Economists were also lukewarm on their projections for the economy, with the prevailing view that the economic recovery would continue to progress slowly, putting another speed bump in the path of the real estate bandwagon.

As it turns out, the analysts were partly right. Although the economy in general performed better than anticipated, the fundamentals of the real estate sector were relatively weak, particularly in the apartment and office space sectors. That, however, didn't deter investors, who adopted a very forward-looking mentality when it came to real estate.

As it was in the equity market, the investment activity in real estate became a rising tide that lifted all boats.

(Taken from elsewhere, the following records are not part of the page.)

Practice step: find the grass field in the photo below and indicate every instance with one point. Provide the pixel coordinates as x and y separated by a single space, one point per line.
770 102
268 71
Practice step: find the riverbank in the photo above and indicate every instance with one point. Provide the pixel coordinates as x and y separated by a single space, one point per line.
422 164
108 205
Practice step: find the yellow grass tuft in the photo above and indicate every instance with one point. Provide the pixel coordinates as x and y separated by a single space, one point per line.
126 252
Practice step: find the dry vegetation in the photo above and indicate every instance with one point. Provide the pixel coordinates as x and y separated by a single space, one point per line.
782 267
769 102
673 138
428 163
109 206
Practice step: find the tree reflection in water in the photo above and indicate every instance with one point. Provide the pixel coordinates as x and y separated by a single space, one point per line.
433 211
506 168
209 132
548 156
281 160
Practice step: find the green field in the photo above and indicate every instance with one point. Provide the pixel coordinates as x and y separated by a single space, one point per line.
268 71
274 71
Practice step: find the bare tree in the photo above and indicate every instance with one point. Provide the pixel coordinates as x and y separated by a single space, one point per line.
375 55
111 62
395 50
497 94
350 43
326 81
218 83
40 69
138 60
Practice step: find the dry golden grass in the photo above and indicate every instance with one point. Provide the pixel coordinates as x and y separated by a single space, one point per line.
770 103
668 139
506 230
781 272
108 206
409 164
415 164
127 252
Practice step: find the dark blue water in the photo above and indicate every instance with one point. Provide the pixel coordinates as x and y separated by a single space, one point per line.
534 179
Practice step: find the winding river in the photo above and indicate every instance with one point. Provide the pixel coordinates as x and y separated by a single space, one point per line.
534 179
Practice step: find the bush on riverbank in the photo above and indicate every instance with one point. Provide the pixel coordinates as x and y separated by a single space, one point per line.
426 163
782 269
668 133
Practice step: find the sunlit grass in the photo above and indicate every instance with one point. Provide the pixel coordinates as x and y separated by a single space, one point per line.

Even the moribund apartment real estate sector, where earnings continued to suffer in the face of low interest rates, investors saw an average return of about 25%. REITs specializing in office space, where vacancy rates are still high, saw an average gain of 34%. And even the lodging sector, in the doldrums since the September 11 terrorist attacks, saw a gain of nearly 32%.

Average dividend yields dropped from 7.32% to 5.75%, partly due to lowered earnings, but overall it was a year in which it was hard to go wrong in the real estate sector. In terms of total market capitalization, the Composite NAREIT Index increased to $224 billion at the end of 2004, up from $162 billion a year earlier.

Where does that leave the real estate landscape for 2004?

In some ways, pretty much where it was at the end of 2003-sort of waiting for the other shoe to drop. Grupe of NAREIT says the association's surveys indicate that analysts are generally predicting returns of between 0% and 12% for 2004. At least one, he says, is forecasting negative 5% for 2004. The general consensus seems to be that there was a gap between the fundamentals and the share prices in real estate last year. While no one is ready to utter the word "bubble," the general belief is that portions of the real estate sector are due for a landing.

"The outlook for this year seems to be pretty much the outlook we had last year," Grupe says. "The point being, it's very hard to be able to predict what these sectors are going to do."

But based on poor fundamentals in sectors such as apartments and offices, investors have very good reason to be cautious, says Samuel A. Lieber, founder and portfolio manager at Alpine Funds. Lieber feels that the main propellant fueling the real estate market the last few years has been low interest rates, both in terms of supply and demand, as many real estate companies have been able to restructure debt and expand. "It doesn't get better than this right now," he says.

Lieber sees real estate share prices peaking over the next six months, particularly if there is a rise in interest rates. That means, he says, that a blanket approach to real estate investing could be risky in 2004, as individual company performance will have more of an impact.